I guess I don't agree that distributed log analysis simplifies the problem any more than centralized log analysis does. If the primary concern is cost, then you can save equivalent amounts of money with a different lifecycle policy for centralized logs.
EDIT: Btw, don't get me wrong, you are asking the right questions that HubSpot's performance team should be asking. The first phase of a cost savings program should observe benefits against cost, or stated another way, requirements vs cost. You're asking the right question, i.e., uhm, how do we actually use this data after we log it? I find it striking that this cost analysis didn't say anything about the end-user's use cases or benefits. Sure, we can optimize a system and save 40% the cost, but what if no one is using the system? Then we could save 100% the cost.
Setting aside that the human time required for the investigation was probably close to $40-50, it was still not a slam dunk to get the business to shrink retention to a few days for critical debug.
I get that modern tech companies log every movement and interaction a user has with an app, far beyond any amount that is reasonable, but surely at some point you can go “we probably don’t need this”.
It shouldn’t be a matter of “let’s compress the logs”, it should be a “are we even using these logs”.
At 20% of storage costs, the should makes a lot of sense to focus on. Once it becomes 1% of storage costs it’s maybe not as problematic though. The magnitude to which, “let’s compress the logs” changes how much something like “am I logging too much” matters is important. Taking it to the absurd, if logging storage were free why not retain all logs. And if logging is cheap, why invest in complicated guardrails for what qualifies as important logs.
A specific consideration for us is organizational inertia. We have a lot of teams using infrastructure in a lot of ways both intended and unintended. One thing, for better or worse, that has been emphasized for us is developer velocity. Which includes things like abstracting “do I need to log this” from most engineers. We have some guardrails to alert if you do some egregious volume.
I think we do often opt for non-invasive infra solutions first because they have much shorter delivery times and less risk of stalling on long-tail outliers. They avoid very expensive organizational costs of buy in and team-level migration. I’m not suggesting this is the best organizational model, but it also transcends one team’s influence.
That ends up circling back around to the start of the problem. If we can transparently reduce the cost burden of some heavily-used internal infrastructure within the same relative magnitude of applying a paradigm shift on the usage of the same internal infrastructure, the former wins out.
I'm looking forward to the next post.
If each service has a unique IAM role, which it definitely should do, wouldn’t you be able to track this via a combination of cloudtrail and proper resource tags?
The post fails to mention this system is also tracking internal data dimensions like customer ids, such that we can also use this sampled data to estimate the cost of customers (and joining that with tiers of customers, and so forth).
I'm also not sure if that would allow us to attribute the cost of our datastore utilizations since those are not AWS-hosted versions but ones we run ourselves.
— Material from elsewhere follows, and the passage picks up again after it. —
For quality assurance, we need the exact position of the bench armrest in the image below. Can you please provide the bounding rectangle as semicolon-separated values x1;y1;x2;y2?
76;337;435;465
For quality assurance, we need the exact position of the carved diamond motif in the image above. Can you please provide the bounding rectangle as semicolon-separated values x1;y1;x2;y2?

The traffic interception lets us be able to say that Application A is using 75% of database cluster XYZ, and therefore that application/product group are most likely responsible for that share of how much the database costs.
The last thing I'll mention is that CloudTrail has the potential to be expensive on its own, I believe at least moreso than us storing the raw data in S3 for something like Athena to read. I don't think I'll be writing about it, but we've also done work this last year to trim down what we track in CloudTrail due to the cost of events (for example tracking everything in S3 ends up being pretty expensive).
Is this always true? Typically the shared resources you care about are CPU, memory and disk. I would say an application issuing fewer, much heavier queries is using the shared resource more than an application that issues more really simple queries. And this doesn’t correlate much to disk usage right?
There isn’t really a good solution to this. You can use a combination of query sampling and per-app databases to correlate this better.
Great post though, this is something we’ve been dealing and experimenting with recently.
Also is not clear to me how intercepting calls helped you to figure out the offending services?
As for the call sampling/interception, that did not factor into discovering the high cost buckets in the logging case study. It was mostly relevant to generally describing how we track costs and it ends up being useful in other scenarios. For example it could be used to assess the estimated unit economics of customers subscribed into a specific product tier.
We also have the death star microservice model, so even relatively simple attribution can be helpful when you want to run a query like “for my team which owns 30 applications, tell me the monthly attributed cost grouped by resource” and that will be able to return all the associated database and cloud costs.